Monday, 20 November 2017

No Monkey Business – who owns a selfie taken by an animal?



No Monkey Business – who owns a selfie taken by an animal?


Naruto – a Macaque in Indonesia.  The animal took this selfie with a photographer’s camera.  David Slater via Wikimedia Commons

Many of us see animals – and particularly domestic pets – as more than just “things”.  However, in South African law, an animal is regarded as an object – akin to a mobile phone or motor vehicle.  A person cannot murder an animal, regardless of how cruel or despicable their conduct; and while this issue is certainly a conversation we should be having as an advanced, modern society, it is certain, sadly, that animals enjoy very little legal protection and little in the way of legal rights.

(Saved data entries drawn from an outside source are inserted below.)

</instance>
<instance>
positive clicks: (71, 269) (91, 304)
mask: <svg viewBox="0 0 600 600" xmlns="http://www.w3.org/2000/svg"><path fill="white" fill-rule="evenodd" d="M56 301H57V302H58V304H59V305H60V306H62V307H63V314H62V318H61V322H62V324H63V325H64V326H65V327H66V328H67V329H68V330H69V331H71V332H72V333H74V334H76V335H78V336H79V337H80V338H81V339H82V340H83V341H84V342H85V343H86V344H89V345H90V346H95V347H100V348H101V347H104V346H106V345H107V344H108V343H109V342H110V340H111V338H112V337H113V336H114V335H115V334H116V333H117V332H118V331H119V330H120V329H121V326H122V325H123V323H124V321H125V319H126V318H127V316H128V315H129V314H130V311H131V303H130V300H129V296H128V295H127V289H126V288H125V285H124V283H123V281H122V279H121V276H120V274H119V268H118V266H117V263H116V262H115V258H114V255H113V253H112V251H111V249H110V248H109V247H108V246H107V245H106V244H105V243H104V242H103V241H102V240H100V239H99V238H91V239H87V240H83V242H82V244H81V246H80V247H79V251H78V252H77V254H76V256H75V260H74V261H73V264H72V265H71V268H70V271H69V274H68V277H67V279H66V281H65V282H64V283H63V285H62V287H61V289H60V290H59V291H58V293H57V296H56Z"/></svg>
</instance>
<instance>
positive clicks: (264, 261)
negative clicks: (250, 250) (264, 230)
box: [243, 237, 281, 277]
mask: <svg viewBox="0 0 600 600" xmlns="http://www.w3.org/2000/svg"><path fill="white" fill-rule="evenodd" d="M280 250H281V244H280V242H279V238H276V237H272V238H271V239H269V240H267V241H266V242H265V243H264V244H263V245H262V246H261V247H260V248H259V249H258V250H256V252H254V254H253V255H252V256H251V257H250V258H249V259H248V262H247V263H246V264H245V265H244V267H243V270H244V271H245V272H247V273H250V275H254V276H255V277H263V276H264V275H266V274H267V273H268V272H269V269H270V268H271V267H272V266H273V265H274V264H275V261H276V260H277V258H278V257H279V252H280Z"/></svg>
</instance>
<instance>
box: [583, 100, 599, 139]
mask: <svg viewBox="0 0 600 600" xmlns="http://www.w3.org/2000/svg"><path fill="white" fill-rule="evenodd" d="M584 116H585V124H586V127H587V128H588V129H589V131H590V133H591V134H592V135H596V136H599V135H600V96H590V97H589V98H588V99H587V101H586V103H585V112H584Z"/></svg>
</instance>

Moreover, in terms of the Copyright Act 1978, copyright ownership is conferred on works of which the author is a person – either a natural person or a juristic person (like a company).  Consequently, in terms of our law as it stands, it would seem that animals cannot own the copyright to any images taken (whether taken intentionally – via training even, or by accident).

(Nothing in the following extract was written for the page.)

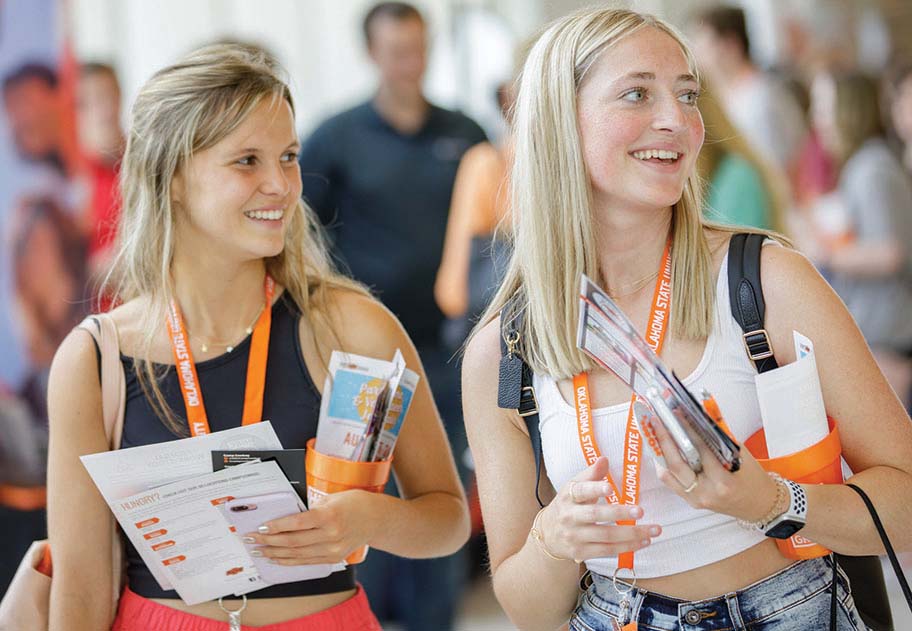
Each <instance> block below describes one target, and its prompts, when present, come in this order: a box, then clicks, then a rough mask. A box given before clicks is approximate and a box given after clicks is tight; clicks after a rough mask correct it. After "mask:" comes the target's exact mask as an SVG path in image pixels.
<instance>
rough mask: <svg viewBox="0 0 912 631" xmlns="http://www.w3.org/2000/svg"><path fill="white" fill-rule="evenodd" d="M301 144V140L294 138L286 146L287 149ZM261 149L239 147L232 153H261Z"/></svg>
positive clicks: (261, 149)
mask: <svg viewBox="0 0 912 631" xmlns="http://www.w3.org/2000/svg"><path fill="white" fill-rule="evenodd" d="M300 146H301V141H299V140H293V141H292V142H290V143H288V145H287V146H286V147H285V149H290V148H291V147H300ZM260 151H262V149H260V148H258V147H246V148H244V149H238V150H237V151H232V152H231V153H232V154H238V155H240V154H242V153H259V152H260Z"/></svg>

This is the backdrop to the interesting story involving Naruto, an Indonesian monkey.  In 2011, photographer David Slater travelled to Indonesia to document a troop of crested black macaques.  A six-year-old male took a series of selfies with Slater’s camera – this was the start of a complicated (and no doubt costly) legal fight to determine ownership of copyright.
In about 2014, Wikipedia and Techdirt were asked by the photographer to take the photo down – both refused, essentially claiming the photo did not have any copyright as a non-human took the photo.   Subsequently, in 2015, the People for the Ethical Treatment of Animals (PETA) filed a suit against Slater claiming that the monkey was the correct owner.

Ultimately, the parties reached settlement in September 2017 – Slater has agreed to donate 25% of any future income from the photo to charities dedicated to protecting crested macaques in Indonesia.  Further, the parties (PETA and Slater) asked the 9th US circuit court of appeals to dismiss the case and throw out a lower court decision that said animals cannot own copyrights.

Some feel that this settlement is nonsensical – the law is clear in the United States (via B Wassom): “Copyrights are owned by human creators. And since this photo resulted from an entirely non-human process, it belongs in the public domain.”